Sarah Connor karakteri yaratılırken, Berkeley Üniversitesi’nden sanayi karşıtı anarşist akademisyen Ted Kazcynsky’den mi esinlenildi, bilmiyoruz! 1978-1995 arasında teknoloji üreten merkezlere yönelik bombalama eylemleri gerçekleştiren Kazcynsky,  “Biz, endüstriyel sisteme karşı bir devrimi savunuyoruz” diyor ve kendisini, “biz, endüstriyel sistemden nefret edenler” olarak tanımlıyordu.[3] Kazcynsky ile Sarah Connor senaristlerin hafızalarında hiçbir zaman aynı kareye girmemiş olsalar bile, teknoloji düşmanı anarşizm ile Hollywood’un kahramanları aynı eylemde buluşuyorlar; tam da akıllı makinelerin üretim süreçlerinde yer edindiği, sanayi ve teknoloji üretim merkezinin Asya’ya kaydığı yıllarda.

“İlginç bir şekilde, küresel ölçekte bakıldığında, yüzyılın üçüncü çeyreği, zengin uluslarla yoksul ulusların birbirinden daha çok farklılaşma dönemidir; yüzyılın son çeyreği ise bir yakınlaşma dönemi olmuştur.”[4] 20. yüzyılın ikinci yarısında ortalama küresel büyüme rakamlarının en yüksek olduğu dönem, Asya ülkeleri ile Atlantik ülkeleri aradaki farkın kapanma eğilimi gösterdiği son çeyrekti. Kişisel bilgisayarlar, internet, dijital yayıncılık bu yıllarda hayatımıza girdi.  

İşsiz dünya, sonsuz mal

John Connor ve Morpheus kişiliğinde uluslararası tekelci sermaye, modern çağların yeni luddite önderlerini yarattı. Bu kurgu, gelişen dünyanın teknoloji ve sanayisine yönelik makine kırma eyleminin ilk adımı kabul edilebilir. Yapay Zekâ hakkında sadece distopya üretebilen Hollywood, aslında bir sınıfın distopyasını ekranlara taşıyor.

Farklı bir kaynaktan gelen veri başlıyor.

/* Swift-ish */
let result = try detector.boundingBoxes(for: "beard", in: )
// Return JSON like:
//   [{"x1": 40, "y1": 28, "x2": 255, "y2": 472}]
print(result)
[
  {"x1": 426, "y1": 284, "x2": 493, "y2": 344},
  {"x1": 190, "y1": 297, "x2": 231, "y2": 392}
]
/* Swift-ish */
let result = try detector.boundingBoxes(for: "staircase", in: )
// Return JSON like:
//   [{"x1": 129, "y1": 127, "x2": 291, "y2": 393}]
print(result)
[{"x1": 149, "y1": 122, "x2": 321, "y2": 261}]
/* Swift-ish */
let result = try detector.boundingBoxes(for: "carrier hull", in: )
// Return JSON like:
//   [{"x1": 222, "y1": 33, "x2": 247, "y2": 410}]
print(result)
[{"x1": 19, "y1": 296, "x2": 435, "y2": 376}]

Tanrı cennette çalışmadan yaşayabilen Adem’i dünyaya gönderirken, “Toprağa dönünceye kadar alnının teriyle ekmek yiyeceksin.” demişti. (Eski Ahit, Bap 3) Bu cümle, zorunlu çalışmanın Tanrının cezası olduğu anlamına da gelir.

Günümüzde en fazla, üretimin otomasyon ve Yapay Zekâ ile otomatik fabrikalarda, insan emeği olmadan planlanıp sürdürülebilmesinin yaratacağı sonuçlar tartışılıyor. Raflar, zorunlu çalışmanın geleceğini araştıran, “World without work” temalı kitaplarla dolu.

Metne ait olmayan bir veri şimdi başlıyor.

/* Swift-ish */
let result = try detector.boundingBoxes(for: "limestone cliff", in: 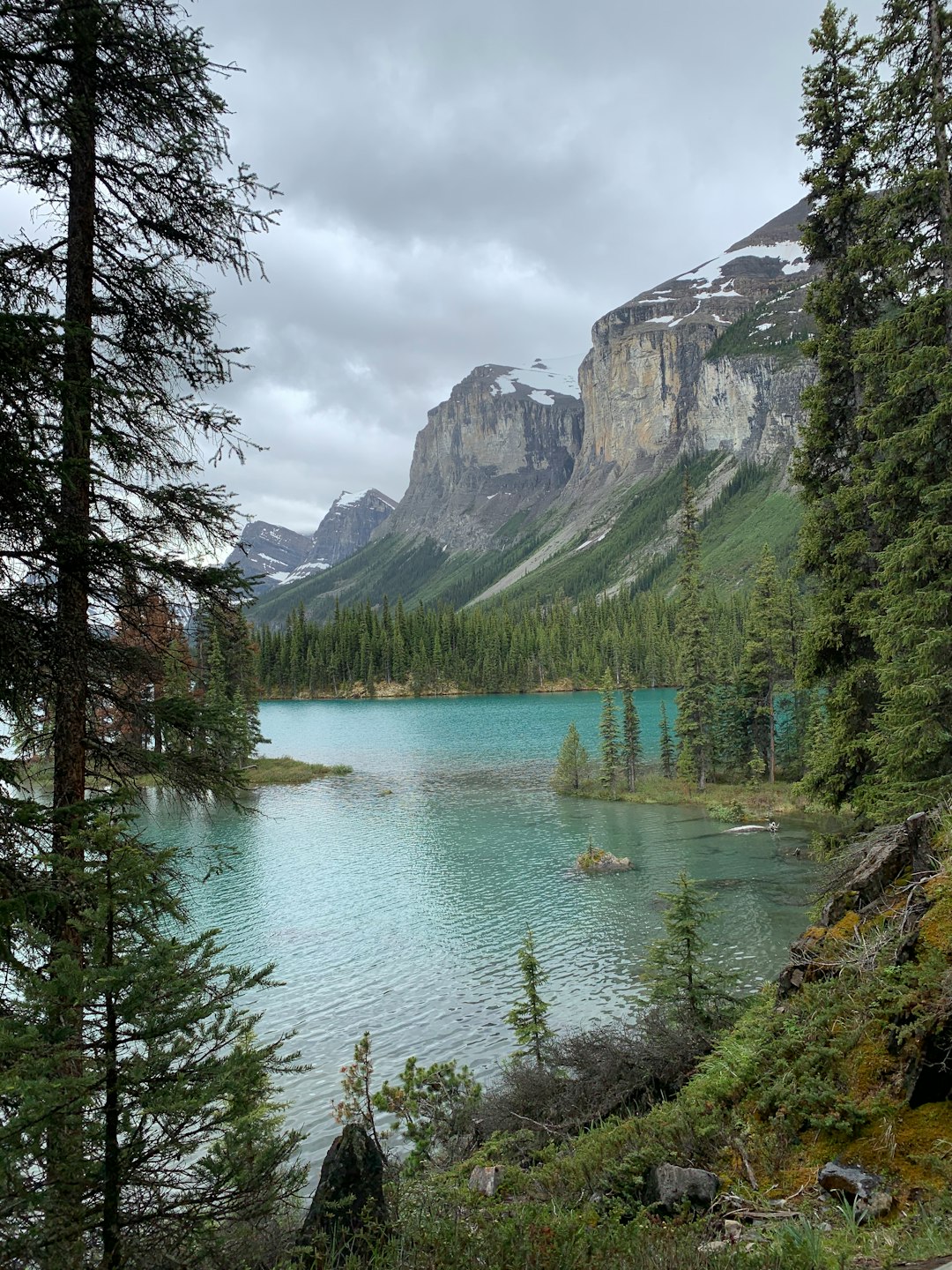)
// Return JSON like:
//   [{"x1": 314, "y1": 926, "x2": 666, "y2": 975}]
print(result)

Marx, Kapital’in 2. cildinde şunu yazmıştı: “Toplumsal üretim biçimi hangisi olursa olsun, üretim etmenleri her zaman işçiler ve üretim araçlarıdır. Ne var ki, birbirinden ayrılmaları durumunda, her iki etmen de, yalnızca potansiyel üretim etmenleridir. Üretimin gerçekleşebilmesi için, bunların birleşmesi gerekir. Toplum yapısının farklı iktisadi çağlarını birbirinden ayıran, bu birleşmenin özel gerçekleşme biçimidir.”[5] Canlı emek üretim sürecinin parçası olmaktan çıkarsa, doğal sonucu, bir iktisadi çağın kapanması, belki de iktisadın ortadan kalkması olacaktır.

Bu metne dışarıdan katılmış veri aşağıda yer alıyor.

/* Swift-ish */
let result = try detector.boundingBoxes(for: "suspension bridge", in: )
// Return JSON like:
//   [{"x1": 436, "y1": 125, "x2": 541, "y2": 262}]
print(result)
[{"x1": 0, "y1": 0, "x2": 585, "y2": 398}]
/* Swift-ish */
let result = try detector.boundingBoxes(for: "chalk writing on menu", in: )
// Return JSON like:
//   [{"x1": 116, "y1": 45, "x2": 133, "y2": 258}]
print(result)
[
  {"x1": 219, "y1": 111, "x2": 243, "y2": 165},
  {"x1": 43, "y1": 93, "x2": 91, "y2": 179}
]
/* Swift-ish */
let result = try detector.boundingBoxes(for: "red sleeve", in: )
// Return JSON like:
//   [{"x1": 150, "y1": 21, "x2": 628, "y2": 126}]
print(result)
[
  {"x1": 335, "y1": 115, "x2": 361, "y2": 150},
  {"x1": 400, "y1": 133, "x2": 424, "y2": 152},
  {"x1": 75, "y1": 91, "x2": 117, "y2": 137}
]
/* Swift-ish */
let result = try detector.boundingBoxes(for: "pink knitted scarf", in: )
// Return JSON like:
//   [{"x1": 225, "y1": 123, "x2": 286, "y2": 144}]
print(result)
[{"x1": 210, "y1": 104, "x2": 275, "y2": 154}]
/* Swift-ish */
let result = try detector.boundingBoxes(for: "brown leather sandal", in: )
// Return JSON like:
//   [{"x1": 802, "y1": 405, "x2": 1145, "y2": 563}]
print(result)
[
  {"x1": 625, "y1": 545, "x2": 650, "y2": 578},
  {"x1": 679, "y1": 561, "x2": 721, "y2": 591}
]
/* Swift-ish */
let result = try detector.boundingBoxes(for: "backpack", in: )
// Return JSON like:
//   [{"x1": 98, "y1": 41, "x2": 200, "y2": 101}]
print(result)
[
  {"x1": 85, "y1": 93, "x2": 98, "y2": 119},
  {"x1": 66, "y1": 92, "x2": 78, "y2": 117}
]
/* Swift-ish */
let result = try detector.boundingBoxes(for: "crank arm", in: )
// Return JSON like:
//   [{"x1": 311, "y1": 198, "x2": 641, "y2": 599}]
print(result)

Teknolojinin bugün kimin mülkiyetinde olduğunun, hatta bugün hangi sınıfların önderliğinde üretildiğinin belirleyici olmadığını düşünüyorum. Burjuvazi tarihüstü/aşkın yani fizikötesi bir sınıf değilse, maddi varlığı, üretimin belli araçla sürülmesine bağımlı olmalı. O araçlar yerlerini yeni araçlara terk ettiğinde, kendisi tarafında üretilmiş bile olsa, maddi dünyayla bağı kopabilir; yeni araçların sonsuz ihtiyaçları karşılama olanağı da daha gelişmiş olacaktır. Örneğin bir elektronik kitap üretildiğinde, ek maliyet oluşmadan tüm insanlara yetecek kadar, sonsuz sayıda kopyalanabiliyor.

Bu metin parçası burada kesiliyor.